Violent extremism refers to radical political, ideological or religious views which lead to the adoption of violent acts by an individual or group pursuing a certain cause or belief.
- Harm is often justified by a political ideology and strategy, and violence is an expression of anger due to perceived experiences of injustice, exclusion and oppression;
- Harm, victimisation and trauma on individual, collective and social levels are the consequences of the violence;
- Emotional engagement and search for belonging and solidarity are among the motivations for joining an extremist group and engaging in acts of violence;
- The role of individuals change over the course of time, from victims to offenders;
- The objectification of victims, often chosen by chance, is difficult to understand and accept (how to respond to the usual question “Why me?”);
- The traditional criminal justice system intervenes with a highly punitive security response which often reinforces the sense of injustice that motivated the extremism in the first place;
- The failure to engage in societal and psychological responses, to respond to the underlying problems and to include and support all affected victimised groups sustains collective feelings of injustice and insecurity.
Restorative justice is an approach of addressing harm or the risk of harm through engaging all those affected in coming to a common understanding and agreement on how the harm or wrongdoing can be repaired and justice achieved.
Restorative justice is a balanced approach to justice, which aims at supporting both sides (victims, perpetrators) in the same way through a dialogue process. The focus of restorative justice is on the harm and injustices suffered, which go beyond the (criminal) offence and the need to find and punish the person responsible of such offence. Restorative justice practices, such as victim-offender mediation, conferencing and circles, are used in Europe and beyond to bring together people who experienced harm in society, in the justice system, in organisations, in schools, or in families. Research in restorative justice shows the great benefits that this approach has to individuals and society. Among others, victims’ needs of recognition and for understanding are more easily met due to the greater involvement in the justice process, and desistance from reoffending is better achieved.
Restorative justice approaches have also been used in the aftermath of long periods of violence, characterised by terrorist attacks, extreme ideologies and polarised societies (e.g. in Italy, the Basque Country, Northern Ireland). In addition to these initiatives facilitated by experienced restorative justice 2 practitioners, some individuals organised themselves for meeting ‘the other’ (e.g. Israel/Palestine, Germany), showing the need of certain individuals to do justice through understanding and sharing, instead of separating and dividing. Such experiences can be relevant also to further understand the exit processes for (violent) extremists and to better support victims of terrorism. All restorative justice initiatives known in this field are extremely different, if we consider the timing (start and length), the actual space hosting the encounters, the number of people involved, and especially the type of support received in secrecy of the initiatives, but they also have many common points, as shown in research.

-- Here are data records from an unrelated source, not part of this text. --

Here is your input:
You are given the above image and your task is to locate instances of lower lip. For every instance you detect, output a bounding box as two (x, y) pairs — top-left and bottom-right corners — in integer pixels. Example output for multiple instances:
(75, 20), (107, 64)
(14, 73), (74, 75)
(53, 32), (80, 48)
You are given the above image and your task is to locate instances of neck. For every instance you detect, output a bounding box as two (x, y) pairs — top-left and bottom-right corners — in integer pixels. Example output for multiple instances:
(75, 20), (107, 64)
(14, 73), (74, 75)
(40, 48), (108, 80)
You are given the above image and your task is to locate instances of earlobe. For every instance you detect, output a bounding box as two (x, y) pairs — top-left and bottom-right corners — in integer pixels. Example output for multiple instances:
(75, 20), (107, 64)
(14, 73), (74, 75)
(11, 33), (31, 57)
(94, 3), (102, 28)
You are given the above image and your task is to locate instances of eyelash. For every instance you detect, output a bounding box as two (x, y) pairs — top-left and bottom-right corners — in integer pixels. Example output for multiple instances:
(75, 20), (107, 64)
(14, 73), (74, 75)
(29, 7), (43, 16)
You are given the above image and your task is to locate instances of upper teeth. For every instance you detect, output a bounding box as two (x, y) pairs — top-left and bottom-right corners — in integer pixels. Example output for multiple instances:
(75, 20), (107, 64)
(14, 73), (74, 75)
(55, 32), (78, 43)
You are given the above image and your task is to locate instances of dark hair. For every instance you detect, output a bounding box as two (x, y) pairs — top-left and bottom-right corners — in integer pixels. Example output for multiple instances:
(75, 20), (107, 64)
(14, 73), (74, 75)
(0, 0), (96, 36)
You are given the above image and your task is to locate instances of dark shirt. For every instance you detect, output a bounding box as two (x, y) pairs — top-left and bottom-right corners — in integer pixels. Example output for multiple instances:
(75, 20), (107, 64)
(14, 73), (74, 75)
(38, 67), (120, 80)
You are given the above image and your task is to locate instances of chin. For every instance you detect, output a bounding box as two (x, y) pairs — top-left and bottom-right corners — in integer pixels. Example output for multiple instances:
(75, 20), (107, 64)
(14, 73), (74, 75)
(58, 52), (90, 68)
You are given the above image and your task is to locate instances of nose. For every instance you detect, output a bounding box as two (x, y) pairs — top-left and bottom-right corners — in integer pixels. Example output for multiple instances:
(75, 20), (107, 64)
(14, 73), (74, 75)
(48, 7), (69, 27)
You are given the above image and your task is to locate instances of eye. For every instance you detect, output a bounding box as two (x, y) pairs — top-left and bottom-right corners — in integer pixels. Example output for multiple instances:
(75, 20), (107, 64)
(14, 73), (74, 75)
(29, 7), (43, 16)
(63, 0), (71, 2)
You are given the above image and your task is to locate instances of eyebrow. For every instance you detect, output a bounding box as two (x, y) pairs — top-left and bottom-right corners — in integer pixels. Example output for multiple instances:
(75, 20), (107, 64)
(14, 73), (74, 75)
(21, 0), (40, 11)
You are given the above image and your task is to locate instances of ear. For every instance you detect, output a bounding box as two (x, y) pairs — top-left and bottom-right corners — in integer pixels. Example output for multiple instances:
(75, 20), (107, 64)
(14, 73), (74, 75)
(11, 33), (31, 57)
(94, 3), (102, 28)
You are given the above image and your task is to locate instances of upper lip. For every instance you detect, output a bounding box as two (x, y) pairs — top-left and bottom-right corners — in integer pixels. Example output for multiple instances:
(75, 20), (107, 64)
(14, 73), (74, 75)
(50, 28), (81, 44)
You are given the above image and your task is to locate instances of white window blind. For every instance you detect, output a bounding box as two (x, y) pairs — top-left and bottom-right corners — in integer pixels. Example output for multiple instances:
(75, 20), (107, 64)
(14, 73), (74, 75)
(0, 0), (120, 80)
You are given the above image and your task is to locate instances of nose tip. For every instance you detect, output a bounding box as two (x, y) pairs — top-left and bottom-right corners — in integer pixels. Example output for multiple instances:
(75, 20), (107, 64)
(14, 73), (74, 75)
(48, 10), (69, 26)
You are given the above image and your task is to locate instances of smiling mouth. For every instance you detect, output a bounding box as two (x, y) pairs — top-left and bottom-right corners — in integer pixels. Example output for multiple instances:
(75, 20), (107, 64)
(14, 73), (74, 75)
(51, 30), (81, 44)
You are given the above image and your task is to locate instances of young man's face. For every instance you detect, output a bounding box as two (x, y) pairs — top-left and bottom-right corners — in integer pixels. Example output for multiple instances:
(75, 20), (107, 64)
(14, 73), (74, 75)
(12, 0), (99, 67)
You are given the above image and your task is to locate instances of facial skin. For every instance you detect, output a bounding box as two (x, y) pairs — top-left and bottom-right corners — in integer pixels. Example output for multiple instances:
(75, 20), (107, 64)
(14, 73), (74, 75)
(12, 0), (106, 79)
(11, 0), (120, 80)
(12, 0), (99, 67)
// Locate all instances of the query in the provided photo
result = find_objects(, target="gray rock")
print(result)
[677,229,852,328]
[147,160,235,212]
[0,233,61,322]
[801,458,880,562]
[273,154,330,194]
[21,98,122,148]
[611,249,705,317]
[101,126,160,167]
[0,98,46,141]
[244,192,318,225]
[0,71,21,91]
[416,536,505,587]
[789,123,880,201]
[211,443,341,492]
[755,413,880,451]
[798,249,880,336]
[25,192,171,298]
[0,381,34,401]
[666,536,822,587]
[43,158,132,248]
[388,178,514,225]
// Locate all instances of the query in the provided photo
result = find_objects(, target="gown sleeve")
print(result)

- A key-principle in restorative justice is the voluntary participation: everyone has the right to abandon the programme at any time. Key-values such as honesty, respect and confidentiality, are crucial especially when intense conflict arose, for accepting disagreements and avoiding simplification of facts.
- Efforts are to be made to de-politicise the crimes and pay attention to the harm and suffering experienced by victims changing the focus from the historical to the human aspects of the story. The concept of truth is a crucial thread of the encounter (the difference between individual, collective and media truths and the expression of one’s truth) to reconstruct new memories starting from the present and to re-appropriate a story that was taken away. Also, it is important to go beyond the general belief that suffering is an exclusivity for victims and looking at suffering as an element for reciprocity.
- The look at the future and desire for non-repetition, to end the circle of violence and give closure for future generations, is typical in the aftermath of long periods of violence. There is also a need to change the language from violence and polarisation to one which opens a space for dialogue.
- Restorative justice encounters are bottom-up initiatives, arising from the needs of individual people: some sought this encounter while others accepted the invitation. Common in many restorative justice encounters are the needs of visibility, recognition, empowerment, inclusion and social cohesion, as well as the needs to find answers (victims) and to give an apology or explanation (offenders). Each encounter is unique, so restorative justice cannot be standardised and simply replicated as a best practice and it cannot be foreseen for everyone even if it focuses on individual needs and expectations.
- The general aim of restorative justice is understanding, healing and closure and a commitment to invest in building relations and mutual trust. The preparation phase is extremely important, especially for assessing offenders who have distanced themselves from the armed group and rejected the ideology. The physical contact (i.e. shaking hands, sitting near each other) is necessary to break the wall between “the normal” and “the other” and to see each other as “human” (the victim who was targeted, the offender who is a monster).